Packing each story with time-hopping, dinosaur-battling, powerless, political, and outrageous adventures, Simonson could’ve inserted any character into these adventures and won me over. That he managed to find facets of the characters that I was able to enjoy is all the more impressive. Sharon Ventura, a character I’d never read an appearance of prior to vol. 1 of this series, has several terrific scenes, a twist on the classic “Ben Grimm tragedy,” given sufficient uniqueness when viewed through the prism of her character. Ben’s role as the team’s surly uncle is perfect, and Simonson’s patter between Reed and Sue made them seem like an actual couple for one of the rare times in their history.

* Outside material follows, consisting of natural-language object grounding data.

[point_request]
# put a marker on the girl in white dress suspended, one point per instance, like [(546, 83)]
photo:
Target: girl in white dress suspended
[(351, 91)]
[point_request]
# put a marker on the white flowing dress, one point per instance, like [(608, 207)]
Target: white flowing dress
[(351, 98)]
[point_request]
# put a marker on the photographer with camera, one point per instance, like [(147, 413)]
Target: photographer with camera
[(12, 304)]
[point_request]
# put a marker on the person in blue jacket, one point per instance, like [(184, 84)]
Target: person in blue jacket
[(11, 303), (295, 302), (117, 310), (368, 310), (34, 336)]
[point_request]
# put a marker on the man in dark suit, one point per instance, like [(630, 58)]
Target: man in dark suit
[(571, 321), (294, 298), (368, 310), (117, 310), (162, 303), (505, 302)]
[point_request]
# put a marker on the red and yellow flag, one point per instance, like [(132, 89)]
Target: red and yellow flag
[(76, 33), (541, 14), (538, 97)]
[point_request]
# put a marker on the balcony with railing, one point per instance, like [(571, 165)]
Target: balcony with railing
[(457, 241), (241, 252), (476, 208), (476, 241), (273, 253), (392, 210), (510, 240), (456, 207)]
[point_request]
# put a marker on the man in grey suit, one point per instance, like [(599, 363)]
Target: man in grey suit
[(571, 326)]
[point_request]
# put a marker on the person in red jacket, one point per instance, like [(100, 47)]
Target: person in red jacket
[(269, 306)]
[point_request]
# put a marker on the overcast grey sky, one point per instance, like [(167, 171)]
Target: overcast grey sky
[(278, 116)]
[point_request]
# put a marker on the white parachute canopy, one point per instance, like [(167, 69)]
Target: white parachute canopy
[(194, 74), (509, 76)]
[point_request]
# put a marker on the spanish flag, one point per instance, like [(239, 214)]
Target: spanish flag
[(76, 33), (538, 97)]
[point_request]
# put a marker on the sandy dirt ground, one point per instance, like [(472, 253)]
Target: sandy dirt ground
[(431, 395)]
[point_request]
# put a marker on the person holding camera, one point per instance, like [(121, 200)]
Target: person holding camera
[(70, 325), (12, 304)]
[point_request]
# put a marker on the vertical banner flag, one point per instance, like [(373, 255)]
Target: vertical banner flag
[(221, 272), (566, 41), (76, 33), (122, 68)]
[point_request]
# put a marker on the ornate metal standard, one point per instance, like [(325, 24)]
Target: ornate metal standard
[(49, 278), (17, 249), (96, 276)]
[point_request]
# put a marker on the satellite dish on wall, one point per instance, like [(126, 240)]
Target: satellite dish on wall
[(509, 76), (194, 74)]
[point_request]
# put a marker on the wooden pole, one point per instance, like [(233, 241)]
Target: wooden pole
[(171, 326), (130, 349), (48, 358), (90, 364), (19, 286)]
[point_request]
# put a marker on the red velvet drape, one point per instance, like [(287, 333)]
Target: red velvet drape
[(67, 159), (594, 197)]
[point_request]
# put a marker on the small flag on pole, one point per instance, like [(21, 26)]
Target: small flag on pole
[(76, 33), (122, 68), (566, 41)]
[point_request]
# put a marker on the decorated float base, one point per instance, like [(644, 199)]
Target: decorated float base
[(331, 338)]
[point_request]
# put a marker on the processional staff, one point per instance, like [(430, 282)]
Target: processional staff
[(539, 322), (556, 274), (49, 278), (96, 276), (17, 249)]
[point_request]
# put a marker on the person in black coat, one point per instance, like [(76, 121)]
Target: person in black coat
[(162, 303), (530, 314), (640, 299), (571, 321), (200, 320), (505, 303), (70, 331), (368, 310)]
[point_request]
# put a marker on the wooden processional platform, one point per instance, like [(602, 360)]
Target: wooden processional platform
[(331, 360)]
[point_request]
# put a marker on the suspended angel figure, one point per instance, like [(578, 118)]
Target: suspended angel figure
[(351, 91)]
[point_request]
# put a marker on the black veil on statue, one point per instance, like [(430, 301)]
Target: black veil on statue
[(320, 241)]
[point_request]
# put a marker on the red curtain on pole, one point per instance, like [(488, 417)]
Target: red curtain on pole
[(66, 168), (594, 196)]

Simonson jams each issue with a zany, anything-goes plot style that keeps the reader engaged on every page, and his art is up to his usually high standards. One meta-level highlight is seeing Simonson’s dinosaur-like signature at the bottom of a splash page depicting a more ferocious lizard bearing down on the team. The offbeat political humor of a two-parter that finds the FF in a parallel world where the Cold War is about to go hot, and Dan Quayle as president, well… the references are a little aged these days, but the tongue-in-cheek quality still plays effectively.
If there’s a problem with Fantastic Four Visionaries: Walter Simonson vol. 2, it definitely lies in some of the peculiar decisions made by Marvel’s collected editions department. The book contains only five issues – two two-parters, the Cold War dramedy and a dinosaur island romp – one of which is a fill-in issue by creators named neither Walter nor Simonson. If the issue were important to the unfolding Simonson storyline, I could understand its inclusion, but it’s a fairly ordinary “dark night of the soul” melodrama starring the Torch, the sort of thing that Stan Lee did much better. Essentially, the issue has no place in a Walter Simonson Visionaries book. With only five issues, one that doesn’t belong, this trade is very light and not quite up to its cover price. Fortunately, I and many other lucky readers can still experience the good times of Walter Simonson’s Fantastic Four via their local library.